Many entrepreneurs confuse the terms cash flow and profit.  A simple definition of cash flow is the movement of money into and out of a business.  Profit on the other hand is how much money is left after subtracting all expenses from the income generated from sales.  These two terms are not interchangeable.  Your business can look profitable, but not have cash in the business.   This could be due to several situations.

  1. You bought a large piece of equipment on credit in the past and are currently paying on the loan.  Payments to reduce a liability do not reduce profit.  However, the cash was spent reducing the money available to the business.
  2. You drew money out of the business as payments to yourself.  These are not expenses of the business but rather a reduction of equity.  Therefore, profit remains the same, but cash is reduced.
  3. You file your tax returns on an accrual basis (income is counted when the client is invoiced whether payment has been received or not) but the clients haven’t yet paid. 

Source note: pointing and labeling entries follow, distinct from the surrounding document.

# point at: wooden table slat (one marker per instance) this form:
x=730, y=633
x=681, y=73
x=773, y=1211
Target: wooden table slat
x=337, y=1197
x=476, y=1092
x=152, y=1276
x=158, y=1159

On a similar note, your business can be operating at a loss, but you could have money in the bank.  This could be because:

  1. You invested money into the business (increase in equity), but the sales aren’t high enough to offset incurred expenses resulting in a loss
  2. You received a loan for operating capital (liability) but expenses are still higher than income from sales
  3. You sold equipment (increasing cash on hand) but it wasn’t inventory sold to a customer to increase income

It’s important to watch both profit and cash flow to truly understand what is happening in your business.  Review your reports often to see where adjustments need to be made to reduce expenses, increase income, and keep enough money in the bank to cover expected outflows.